Nach Milliardenverlust Luca de Meo fährt Renault in die schwarzen Zahlen

Unter Luca de Meo hat Renault in 2021 eine beachtliche Kehrtwende hingelegt. Der Italiener in französischen Diensten fährt fast einen Milliardengewinn ein und erreicht sein Renditeziel zwei Jahre früher.
Luca de Meo: Unter seiner Führung hat Renault im vergangenen Jahr einen Nettogewinn von 888 Millionen Euro eingefahren, das operative Ergebnis ist fast doppelt so hoch

Luca de Meo: Unter seiner Führung hat Renault im vergangenen Jahr einen Nettogewinn von 888 Millionen Euro eingefahren, das operative Ergebnis ist fast doppelt so hoch

Foto: Eric Piermont / dpa

Vor ziemlich genau einem Jahr, erklärte der neue Renault-Chef Luca de Meo (54) im Interview mit manager magazin, wie er die gebeutelte französische Autoikone wieder in Fahrt bringen will . Mit Blick auf das Jahr 2021 darf man sagen: Im vergangenen Jahr hat de Meo sein Ziel erreicht. Der Autobauer ist 2021 in die Gewinnzone zurückgekehrt und hat dank eines Sparprogramms und steigender Preise sogar besser abgeschnitten als geplant.

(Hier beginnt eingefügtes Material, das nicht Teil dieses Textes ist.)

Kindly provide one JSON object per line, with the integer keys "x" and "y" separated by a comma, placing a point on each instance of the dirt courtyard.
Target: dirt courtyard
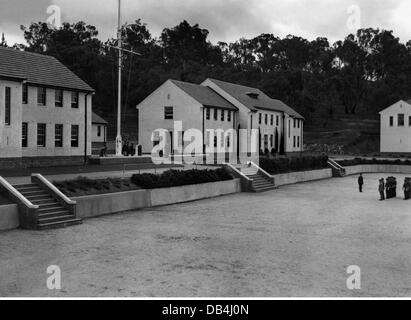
{"x": 295, "y": 241}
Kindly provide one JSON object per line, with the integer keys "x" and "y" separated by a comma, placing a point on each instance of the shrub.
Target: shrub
{"x": 174, "y": 178}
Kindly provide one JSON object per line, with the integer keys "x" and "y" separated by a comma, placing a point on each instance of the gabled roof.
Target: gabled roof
{"x": 204, "y": 95}
{"x": 39, "y": 69}
{"x": 254, "y": 99}
{"x": 96, "y": 119}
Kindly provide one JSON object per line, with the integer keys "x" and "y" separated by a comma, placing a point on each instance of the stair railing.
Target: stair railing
{"x": 65, "y": 201}
{"x": 263, "y": 172}
{"x": 28, "y": 212}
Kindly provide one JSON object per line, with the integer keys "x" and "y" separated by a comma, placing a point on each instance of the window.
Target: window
{"x": 7, "y": 105}
{"x": 59, "y": 98}
{"x": 58, "y": 136}
{"x": 74, "y": 99}
{"x": 74, "y": 136}
{"x": 208, "y": 113}
{"x": 41, "y": 135}
{"x": 168, "y": 113}
{"x": 25, "y": 94}
{"x": 24, "y": 135}
{"x": 401, "y": 120}
{"x": 41, "y": 96}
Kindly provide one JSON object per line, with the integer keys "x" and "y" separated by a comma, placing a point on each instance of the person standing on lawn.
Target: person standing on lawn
{"x": 381, "y": 189}
{"x": 360, "y": 182}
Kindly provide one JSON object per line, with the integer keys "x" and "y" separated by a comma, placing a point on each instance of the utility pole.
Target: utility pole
{"x": 119, "y": 140}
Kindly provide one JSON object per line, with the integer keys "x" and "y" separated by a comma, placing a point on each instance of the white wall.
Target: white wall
{"x": 396, "y": 139}
{"x": 32, "y": 113}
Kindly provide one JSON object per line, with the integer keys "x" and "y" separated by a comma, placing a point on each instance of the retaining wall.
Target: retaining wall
{"x": 9, "y": 217}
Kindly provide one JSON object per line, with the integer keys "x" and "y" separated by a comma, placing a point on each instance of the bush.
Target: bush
{"x": 285, "y": 165}
{"x": 174, "y": 178}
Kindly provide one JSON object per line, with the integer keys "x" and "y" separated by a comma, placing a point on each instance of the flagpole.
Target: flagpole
{"x": 119, "y": 140}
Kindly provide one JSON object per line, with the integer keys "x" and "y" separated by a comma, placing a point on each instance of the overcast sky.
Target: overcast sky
{"x": 227, "y": 20}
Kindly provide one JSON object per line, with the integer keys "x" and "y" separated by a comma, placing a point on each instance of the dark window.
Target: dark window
{"x": 41, "y": 135}
{"x": 25, "y": 94}
{"x": 208, "y": 113}
{"x": 24, "y": 135}
{"x": 401, "y": 120}
{"x": 58, "y": 136}
{"x": 168, "y": 113}
{"x": 59, "y": 98}
{"x": 74, "y": 99}
{"x": 7, "y": 105}
{"x": 74, "y": 136}
{"x": 41, "y": 96}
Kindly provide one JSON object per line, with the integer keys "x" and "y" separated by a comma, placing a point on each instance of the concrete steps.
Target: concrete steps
{"x": 51, "y": 213}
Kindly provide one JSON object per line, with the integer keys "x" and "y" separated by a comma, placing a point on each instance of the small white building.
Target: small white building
{"x": 396, "y": 128}
{"x": 222, "y": 106}
{"x": 45, "y": 112}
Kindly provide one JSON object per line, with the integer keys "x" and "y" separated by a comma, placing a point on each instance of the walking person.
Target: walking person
{"x": 360, "y": 182}
{"x": 381, "y": 189}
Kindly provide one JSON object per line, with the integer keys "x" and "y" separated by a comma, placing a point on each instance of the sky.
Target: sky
{"x": 227, "y": 20}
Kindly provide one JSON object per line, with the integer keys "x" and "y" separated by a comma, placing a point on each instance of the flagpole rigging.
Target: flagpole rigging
{"x": 119, "y": 140}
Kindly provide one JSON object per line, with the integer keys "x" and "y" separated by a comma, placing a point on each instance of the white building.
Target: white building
{"x": 396, "y": 128}
{"x": 45, "y": 112}
{"x": 219, "y": 105}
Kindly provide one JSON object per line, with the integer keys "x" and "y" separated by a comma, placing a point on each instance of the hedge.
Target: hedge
{"x": 286, "y": 165}
{"x": 174, "y": 178}
{"x": 361, "y": 161}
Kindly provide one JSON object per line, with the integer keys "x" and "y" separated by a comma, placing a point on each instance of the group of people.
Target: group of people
{"x": 384, "y": 189}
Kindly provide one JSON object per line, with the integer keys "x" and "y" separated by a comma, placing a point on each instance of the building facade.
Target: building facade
{"x": 222, "y": 107}
{"x": 45, "y": 112}
{"x": 396, "y": 128}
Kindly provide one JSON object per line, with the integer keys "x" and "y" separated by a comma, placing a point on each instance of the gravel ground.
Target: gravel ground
{"x": 295, "y": 241}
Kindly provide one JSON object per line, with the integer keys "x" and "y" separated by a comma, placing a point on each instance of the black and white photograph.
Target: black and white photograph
{"x": 187, "y": 150}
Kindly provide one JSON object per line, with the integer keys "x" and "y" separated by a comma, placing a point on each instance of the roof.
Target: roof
{"x": 95, "y": 118}
{"x": 254, "y": 99}
{"x": 204, "y": 95}
{"x": 39, "y": 69}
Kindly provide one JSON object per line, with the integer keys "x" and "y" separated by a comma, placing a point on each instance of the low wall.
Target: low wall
{"x": 377, "y": 168}
{"x": 9, "y": 217}
{"x": 160, "y": 197}
{"x": 304, "y": 176}
{"x": 98, "y": 205}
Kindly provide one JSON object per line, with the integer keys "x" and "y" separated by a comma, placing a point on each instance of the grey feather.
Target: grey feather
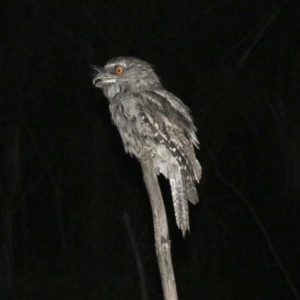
{"x": 149, "y": 117}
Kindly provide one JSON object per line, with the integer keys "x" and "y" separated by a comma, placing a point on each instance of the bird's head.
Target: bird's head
{"x": 124, "y": 74}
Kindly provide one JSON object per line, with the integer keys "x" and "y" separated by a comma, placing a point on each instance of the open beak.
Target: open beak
{"x": 102, "y": 77}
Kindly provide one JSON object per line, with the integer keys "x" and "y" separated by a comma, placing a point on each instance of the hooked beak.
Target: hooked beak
{"x": 102, "y": 77}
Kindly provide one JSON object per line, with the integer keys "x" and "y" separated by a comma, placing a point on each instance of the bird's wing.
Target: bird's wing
{"x": 173, "y": 129}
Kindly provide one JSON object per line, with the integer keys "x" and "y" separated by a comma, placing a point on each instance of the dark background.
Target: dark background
{"x": 66, "y": 182}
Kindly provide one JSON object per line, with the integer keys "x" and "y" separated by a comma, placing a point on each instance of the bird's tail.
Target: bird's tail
{"x": 183, "y": 190}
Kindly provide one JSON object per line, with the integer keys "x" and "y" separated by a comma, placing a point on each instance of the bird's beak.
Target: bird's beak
{"x": 102, "y": 77}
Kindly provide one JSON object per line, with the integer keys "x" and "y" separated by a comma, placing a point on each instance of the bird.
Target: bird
{"x": 153, "y": 121}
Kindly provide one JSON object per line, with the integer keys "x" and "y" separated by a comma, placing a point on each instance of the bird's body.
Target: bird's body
{"x": 153, "y": 122}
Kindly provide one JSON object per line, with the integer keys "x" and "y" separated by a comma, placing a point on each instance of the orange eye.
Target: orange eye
{"x": 119, "y": 70}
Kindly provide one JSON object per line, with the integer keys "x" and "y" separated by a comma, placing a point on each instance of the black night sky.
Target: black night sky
{"x": 66, "y": 183}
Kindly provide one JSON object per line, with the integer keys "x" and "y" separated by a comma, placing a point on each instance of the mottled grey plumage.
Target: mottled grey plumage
{"x": 153, "y": 122}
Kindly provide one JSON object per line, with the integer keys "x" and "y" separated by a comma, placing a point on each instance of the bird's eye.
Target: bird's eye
{"x": 119, "y": 70}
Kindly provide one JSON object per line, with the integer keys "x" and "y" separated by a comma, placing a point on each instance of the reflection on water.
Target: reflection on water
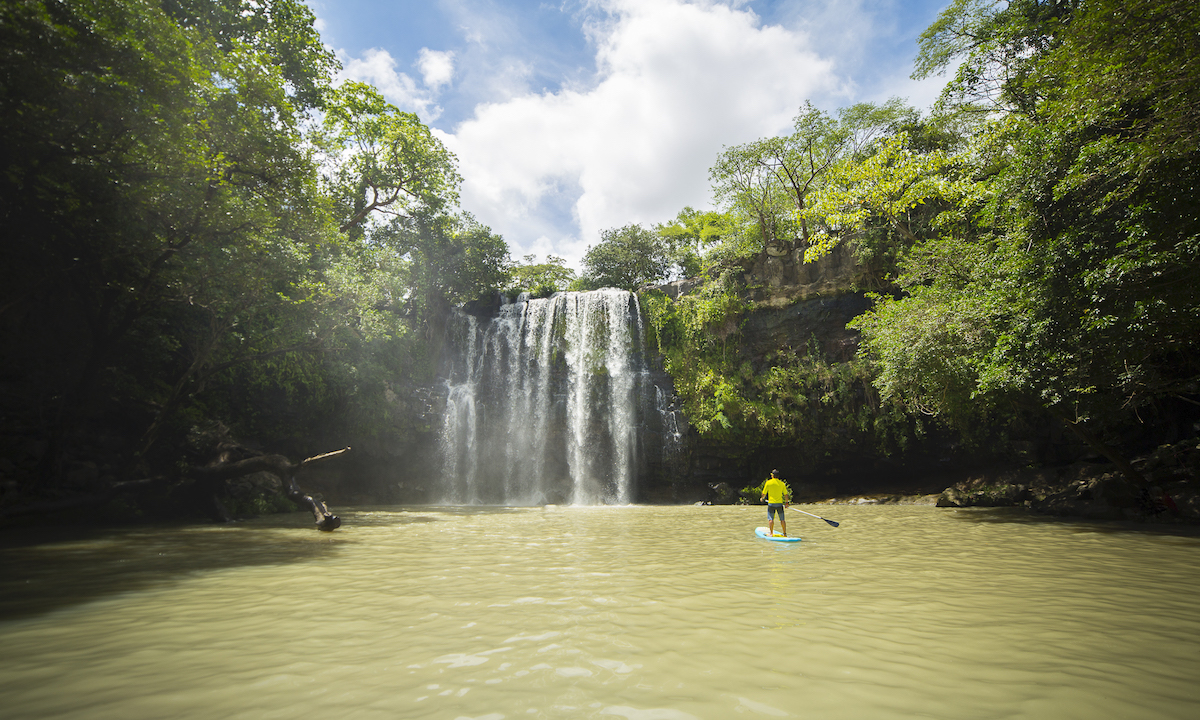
{"x": 646, "y": 613}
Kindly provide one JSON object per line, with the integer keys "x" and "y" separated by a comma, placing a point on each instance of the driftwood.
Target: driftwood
{"x": 209, "y": 479}
{"x": 286, "y": 471}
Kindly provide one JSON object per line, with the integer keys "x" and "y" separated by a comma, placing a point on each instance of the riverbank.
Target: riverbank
{"x": 1085, "y": 490}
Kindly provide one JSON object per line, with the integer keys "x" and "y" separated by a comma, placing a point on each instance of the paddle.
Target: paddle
{"x": 817, "y": 516}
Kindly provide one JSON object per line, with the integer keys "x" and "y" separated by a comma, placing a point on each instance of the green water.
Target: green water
{"x": 646, "y": 613}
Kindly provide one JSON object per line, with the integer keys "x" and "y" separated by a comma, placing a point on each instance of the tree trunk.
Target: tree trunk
{"x": 210, "y": 480}
{"x": 286, "y": 472}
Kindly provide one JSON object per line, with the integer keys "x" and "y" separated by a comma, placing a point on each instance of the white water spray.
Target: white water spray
{"x": 545, "y": 401}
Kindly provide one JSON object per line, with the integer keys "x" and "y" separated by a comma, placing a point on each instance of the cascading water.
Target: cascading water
{"x": 545, "y": 402}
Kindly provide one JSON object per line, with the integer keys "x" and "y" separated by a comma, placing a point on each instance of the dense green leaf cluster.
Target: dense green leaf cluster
{"x": 1065, "y": 274}
{"x": 202, "y": 227}
{"x": 792, "y": 397}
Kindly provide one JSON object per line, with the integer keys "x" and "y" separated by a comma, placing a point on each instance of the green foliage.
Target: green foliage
{"x": 768, "y": 186}
{"x": 175, "y": 253}
{"x": 689, "y": 235}
{"x": 382, "y": 161}
{"x": 627, "y": 258}
{"x": 790, "y": 399}
{"x": 541, "y": 280}
{"x": 1065, "y": 276}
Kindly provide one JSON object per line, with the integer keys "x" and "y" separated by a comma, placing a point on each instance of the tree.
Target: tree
{"x": 382, "y": 161}
{"x": 628, "y": 258}
{"x": 689, "y": 235}
{"x": 1067, "y": 281}
{"x": 541, "y": 279}
{"x": 768, "y": 184}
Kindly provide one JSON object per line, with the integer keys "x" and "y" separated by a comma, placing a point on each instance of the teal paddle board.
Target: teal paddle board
{"x": 762, "y": 533}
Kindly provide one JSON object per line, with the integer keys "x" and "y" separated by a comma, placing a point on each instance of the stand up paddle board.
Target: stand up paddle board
{"x": 766, "y": 535}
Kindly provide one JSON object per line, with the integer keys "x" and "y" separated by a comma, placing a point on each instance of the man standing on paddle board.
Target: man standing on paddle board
{"x": 778, "y": 497}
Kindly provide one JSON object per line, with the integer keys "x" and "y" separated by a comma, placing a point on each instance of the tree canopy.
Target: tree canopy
{"x": 203, "y": 227}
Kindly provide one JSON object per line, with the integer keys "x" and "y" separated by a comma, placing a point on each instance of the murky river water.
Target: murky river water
{"x": 645, "y": 613}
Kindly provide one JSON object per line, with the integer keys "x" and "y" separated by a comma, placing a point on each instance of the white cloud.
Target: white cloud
{"x": 436, "y": 66}
{"x": 676, "y": 82}
{"x": 378, "y": 67}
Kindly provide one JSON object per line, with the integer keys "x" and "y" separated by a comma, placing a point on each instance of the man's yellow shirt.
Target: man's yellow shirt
{"x": 775, "y": 490}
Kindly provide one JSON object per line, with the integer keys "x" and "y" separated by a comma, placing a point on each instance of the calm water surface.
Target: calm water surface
{"x": 645, "y": 613}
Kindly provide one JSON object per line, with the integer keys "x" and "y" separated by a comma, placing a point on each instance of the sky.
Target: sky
{"x": 573, "y": 117}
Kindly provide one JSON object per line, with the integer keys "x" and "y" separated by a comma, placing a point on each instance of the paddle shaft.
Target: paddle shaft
{"x": 817, "y": 516}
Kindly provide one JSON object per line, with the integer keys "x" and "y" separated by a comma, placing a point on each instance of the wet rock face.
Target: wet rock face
{"x": 1096, "y": 491}
{"x": 780, "y": 276}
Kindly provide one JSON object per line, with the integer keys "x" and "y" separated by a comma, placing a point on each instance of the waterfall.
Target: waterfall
{"x": 545, "y": 402}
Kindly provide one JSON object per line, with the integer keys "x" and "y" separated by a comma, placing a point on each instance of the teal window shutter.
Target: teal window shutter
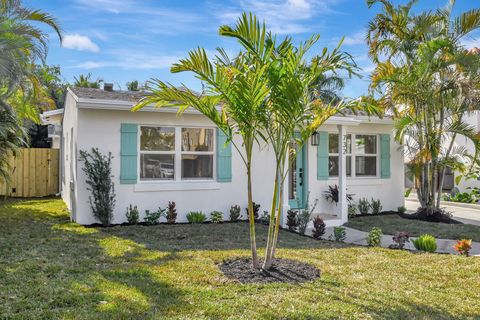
{"x": 322, "y": 156}
{"x": 385, "y": 156}
{"x": 224, "y": 158}
{"x": 128, "y": 153}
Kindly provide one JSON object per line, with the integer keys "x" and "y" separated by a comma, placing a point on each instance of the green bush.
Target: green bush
{"x": 153, "y": 217}
{"x": 401, "y": 209}
{"x": 374, "y": 238}
{"x": 133, "y": 217}
{"x": 339, "y": 234}
{"x": 425, "y": 243}
{"x": 216, "y": 217}
{"x": 196, "y": 217}
{"x": 376, "y": 206}
{"x": 364, "y": 206}
{"x": 98, "y": 171}
{"x": 235, "y": 213}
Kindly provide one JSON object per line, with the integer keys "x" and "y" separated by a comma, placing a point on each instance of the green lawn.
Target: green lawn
{"x": 50, "y": 268}
{"x": 394, "y": 223}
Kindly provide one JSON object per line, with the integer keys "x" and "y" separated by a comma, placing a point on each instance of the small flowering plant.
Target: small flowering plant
{"x": 463, "y": 246}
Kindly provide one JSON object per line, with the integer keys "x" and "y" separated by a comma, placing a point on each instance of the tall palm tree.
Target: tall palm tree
{"x": 425, "y": 76}
{"x": 234, "y": 95}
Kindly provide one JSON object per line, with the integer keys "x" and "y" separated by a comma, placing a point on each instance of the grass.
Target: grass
{"x": 394, "y": 223}
{"x": 51, "y": 268}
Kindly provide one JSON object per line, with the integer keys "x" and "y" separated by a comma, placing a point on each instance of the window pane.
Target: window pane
{"x": 157, "y": 166}
{"x": 197, "y": 166}
{"x": 157, "y": 139}
{"x": 197, "y": 139}
{"x": 365, "y": 166}
{"x": 365, "y": 144}
{"x": 333, "y": 143}
{"x": 333, "y": 166}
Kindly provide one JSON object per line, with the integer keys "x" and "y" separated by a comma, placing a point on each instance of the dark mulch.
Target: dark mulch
{"x": 282, "y": 270}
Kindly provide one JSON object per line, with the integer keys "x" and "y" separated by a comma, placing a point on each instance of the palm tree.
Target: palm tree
{"x": 234, "y": 95}
{"x": 430, "y": 82}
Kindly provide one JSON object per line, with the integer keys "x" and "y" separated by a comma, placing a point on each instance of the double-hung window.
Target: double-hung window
{"x": 176, "y": 153}
{"x": 360, "y": 151}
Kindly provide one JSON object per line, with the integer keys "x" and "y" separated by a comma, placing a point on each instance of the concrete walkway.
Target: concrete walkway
{"x": 359, "y": 237}
{"x": 466, "y": 213}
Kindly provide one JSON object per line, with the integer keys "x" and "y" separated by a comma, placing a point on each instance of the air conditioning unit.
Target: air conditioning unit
{"x": 54, "y": 130}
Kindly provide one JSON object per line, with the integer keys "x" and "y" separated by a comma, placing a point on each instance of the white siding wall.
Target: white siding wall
{"x": 101, "y": 128}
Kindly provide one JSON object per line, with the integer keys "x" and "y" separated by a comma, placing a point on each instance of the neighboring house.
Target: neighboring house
{"x": 160, "y": 156}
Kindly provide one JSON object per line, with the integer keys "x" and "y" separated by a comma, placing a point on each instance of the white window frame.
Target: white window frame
{"x": 177, "y": 176}
{"x": 353, "y": 154}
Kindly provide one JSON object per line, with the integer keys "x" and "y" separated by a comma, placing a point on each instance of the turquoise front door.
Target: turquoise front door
{"x": 297, "y": 182}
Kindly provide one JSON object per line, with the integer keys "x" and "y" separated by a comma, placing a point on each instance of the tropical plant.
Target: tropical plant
{"x": 463, "y": 246}
{"x": 364, "y": 206}
{"x": 132, "y": 215}
{"x": 318, "y": 227}
{"x": 374, "y": 237}
{"x": 153, "y": 217}
{"x": 216, "y": 217}
{"x": 429, "y": 82}
{"x": 400, "y": 239}
{"x": 171, "y": 212}
{"x": 376, "y": 206}
{"x": 292, "y": 219}
{"x": 196, "y": 217}
{"x": 235, "y": 213}
{"x": 401, "y": 209}
{"x": 332, "y": 194}
{"x": 98, "y": 171}
{"x": 425, "y": 243}
{"x": 238, "y": 85}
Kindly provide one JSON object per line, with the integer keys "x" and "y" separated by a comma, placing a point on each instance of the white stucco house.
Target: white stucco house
{"x": 161, "y": 157}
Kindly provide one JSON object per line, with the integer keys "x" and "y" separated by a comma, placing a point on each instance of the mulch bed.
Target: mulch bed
{"x": 282, "y": 270}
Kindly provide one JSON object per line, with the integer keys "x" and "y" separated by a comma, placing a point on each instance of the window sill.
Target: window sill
{"x": 176, "y": 186}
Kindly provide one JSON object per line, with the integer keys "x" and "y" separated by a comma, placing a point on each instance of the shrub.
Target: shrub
{"x": 303, "y": 220}
{"x": 265, "y": 218}
{"x": 234, "y": 213}
{"x": 196, "y": 217}
{"x": 318, "y": 227}
{"x": 332, "y": 194}
{"x": 153, "y": 217}
{"x": 376, "y": 206}
{"x": 292, "y": 220}
{"x": 401, "y": 209}
{"x": 463, "y": 246}
{"x": 364, "y": 206}
{"x": 171, "y": 212}
{"x": 374, "y": 238}
{"x": 216, "y": 217}
{"x": 98, "y": 169}
{"x": 133, "y": 217}
{"x": 256, "y": 210}
{"x": 352, "y": 210}
{"x": 400, "y": 239}
{"x": 339, "y": 234}
{"x": 425, "y": 243}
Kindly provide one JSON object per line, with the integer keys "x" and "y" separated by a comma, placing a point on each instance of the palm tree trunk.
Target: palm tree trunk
{"x": 251, "y": 215}
{"x": 267, "y": 263}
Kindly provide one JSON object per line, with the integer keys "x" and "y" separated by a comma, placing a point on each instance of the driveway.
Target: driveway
{"x": 460, "y": 212}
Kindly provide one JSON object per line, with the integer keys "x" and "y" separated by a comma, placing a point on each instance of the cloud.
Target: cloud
{"x": 79, "y": 42}
{"x": 283, "y": 17}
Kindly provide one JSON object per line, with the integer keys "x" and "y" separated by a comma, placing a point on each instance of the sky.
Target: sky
{"x": 124, "y": 40}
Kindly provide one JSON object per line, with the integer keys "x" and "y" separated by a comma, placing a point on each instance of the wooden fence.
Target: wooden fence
{"x": 34, "y": 174}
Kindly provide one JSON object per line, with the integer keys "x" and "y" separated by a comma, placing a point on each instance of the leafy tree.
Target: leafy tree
{"x": 84, "y": 81}
{"x": 238, "y": 86}
{"x": 430, "y": 83}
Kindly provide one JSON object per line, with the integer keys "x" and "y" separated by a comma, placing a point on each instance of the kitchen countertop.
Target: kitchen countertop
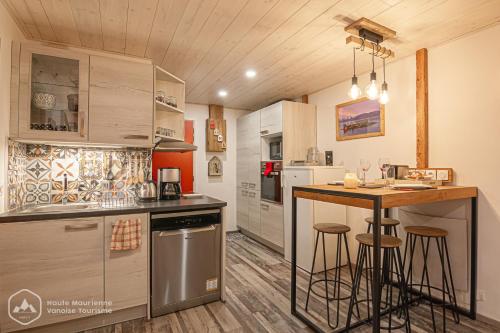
{"x": 165, "y": 206}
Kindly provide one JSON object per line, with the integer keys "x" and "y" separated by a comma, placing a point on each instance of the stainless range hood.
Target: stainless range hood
{"x": 174, "y": 146}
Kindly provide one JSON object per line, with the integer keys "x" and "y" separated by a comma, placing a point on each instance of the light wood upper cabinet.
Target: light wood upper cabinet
{"x": 53, "y": 94}
{"x": 271, "y": 119}
{"x": 121, "y": 102}
{"x": 126, "y": 272}
{"x": 60, "y": 260}
{"x": 299, "y": 130}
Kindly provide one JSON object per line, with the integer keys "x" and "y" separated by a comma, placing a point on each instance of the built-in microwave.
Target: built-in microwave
{"x": 270, "y": 181}
{"x": 276, "y": 150}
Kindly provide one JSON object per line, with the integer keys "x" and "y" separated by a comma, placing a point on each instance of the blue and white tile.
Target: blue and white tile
{"x": 62, "y": 166}
{"x": 38, "y": 169}
{"x": 37, "y": 193}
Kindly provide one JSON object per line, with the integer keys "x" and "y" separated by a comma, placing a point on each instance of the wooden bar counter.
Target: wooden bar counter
{"x": 378, "y": 199}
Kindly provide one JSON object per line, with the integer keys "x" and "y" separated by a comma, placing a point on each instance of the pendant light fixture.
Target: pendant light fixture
{"x": 384, "y": 95}
{"x": 371, "y": 89}
{"x": 354, "y": 92}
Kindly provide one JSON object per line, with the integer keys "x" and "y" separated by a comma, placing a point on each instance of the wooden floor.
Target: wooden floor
{"x": 258, "y": 283}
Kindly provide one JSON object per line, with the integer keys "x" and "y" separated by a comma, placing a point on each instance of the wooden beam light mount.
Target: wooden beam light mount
{"x": 368, "y": 35}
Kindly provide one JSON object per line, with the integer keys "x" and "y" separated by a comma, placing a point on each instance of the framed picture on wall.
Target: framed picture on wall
{"x": 361, "y": 118}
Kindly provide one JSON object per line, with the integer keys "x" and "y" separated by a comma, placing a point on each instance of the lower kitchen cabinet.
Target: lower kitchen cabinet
{"x": 271, "y": 216}
{"x": 254, "y": 225}
{"x": 59, "y": 260}
{"x": 126, "y": 272}
{"x": 65, "y": 261}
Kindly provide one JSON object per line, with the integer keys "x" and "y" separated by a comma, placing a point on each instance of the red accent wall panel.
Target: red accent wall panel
{"x": 184, "y": 160}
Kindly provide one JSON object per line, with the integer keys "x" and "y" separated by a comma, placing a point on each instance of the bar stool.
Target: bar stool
{"x": 426, "y": 234}
{"x": 340, "y": 230}
{"x": 395, "y": 266}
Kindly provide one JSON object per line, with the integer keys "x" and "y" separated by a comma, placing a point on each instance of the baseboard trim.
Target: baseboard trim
{"x": 261, "y": 240}
{"x": 490, "y": 321}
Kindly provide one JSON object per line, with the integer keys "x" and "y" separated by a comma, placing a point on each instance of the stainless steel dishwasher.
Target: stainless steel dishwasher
{"x": 185, "y": 260}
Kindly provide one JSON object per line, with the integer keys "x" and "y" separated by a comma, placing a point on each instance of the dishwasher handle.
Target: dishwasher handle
{"x": 186, "y": 231}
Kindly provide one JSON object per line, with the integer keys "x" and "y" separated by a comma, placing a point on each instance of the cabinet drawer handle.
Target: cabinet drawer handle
{"x": 82, "y": 127}
{"x": 70, "y": 227}
{"x": 136, "y": 137}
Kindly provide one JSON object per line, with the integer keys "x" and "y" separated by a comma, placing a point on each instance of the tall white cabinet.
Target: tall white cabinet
{"x": 248, "y": 173}
{"x": 295, "y": 124}
{"x": 311, "y": 212}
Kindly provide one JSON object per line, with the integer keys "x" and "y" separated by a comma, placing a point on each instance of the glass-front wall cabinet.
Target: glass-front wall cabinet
{"x": 53, "y": 94}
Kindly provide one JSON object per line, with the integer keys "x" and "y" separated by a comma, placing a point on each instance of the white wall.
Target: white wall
{"x": 464, "y": 115}
{"x": 8, "y": 32}
{"x": 223, "y": 188}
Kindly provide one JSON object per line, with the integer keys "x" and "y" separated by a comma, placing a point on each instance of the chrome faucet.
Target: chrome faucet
{"x": 64, "y": 199}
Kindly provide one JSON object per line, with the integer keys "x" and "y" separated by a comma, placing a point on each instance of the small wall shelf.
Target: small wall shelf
{"x": 169, "y": 138}
{"x": 165, "y": 107}
{"x": 167, "y": 116}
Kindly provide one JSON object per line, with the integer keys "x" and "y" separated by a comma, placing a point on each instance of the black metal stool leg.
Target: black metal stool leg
{"x": 425, "y": 270}
{"x": 350, "y": 269}
{"x": 456, "y": 314}
{"x": 312, "y": 269}
{"x": 326, "y": 280}
{"x": 403, "y": 290}
{"x": 357, "y": 282}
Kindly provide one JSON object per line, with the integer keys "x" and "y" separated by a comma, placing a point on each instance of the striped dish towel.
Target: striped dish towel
{"x": 126, "y": 235}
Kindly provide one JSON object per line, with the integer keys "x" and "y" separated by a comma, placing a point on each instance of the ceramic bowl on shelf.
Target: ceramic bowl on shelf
{"x": 44, "y": 101}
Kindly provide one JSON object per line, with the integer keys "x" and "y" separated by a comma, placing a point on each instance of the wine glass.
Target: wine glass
{"x": 384, "y": 164}
{"x": 365, "y": 166}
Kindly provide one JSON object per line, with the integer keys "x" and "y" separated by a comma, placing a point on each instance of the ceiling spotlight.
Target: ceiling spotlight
{"x": 250, "y": 73}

Während der Umsatz trotz geringerer Autoverkäufe um 6,3 Prozent auf 46,2 Milliarden Euro zulegte, fuhr das Unternehmen mit 888 Millionen Euro unter dem Strich auch wieder einen Gewinn ein, teilte Renault am Freitag in Boulogne-Billancourt bei Paris mit. Renault hatte 2020 in der Corona-Krise einen Rekordverlust von 8 Milliarden Euro verbucht. Die Pandemie hatte hausgemachte Probleme verstärkt. Im laufenden Jahr will Konzernchef de Meo weitere Sparerfolge verzeichnen, sieht aber noch Probleme mit der Chipversorgung.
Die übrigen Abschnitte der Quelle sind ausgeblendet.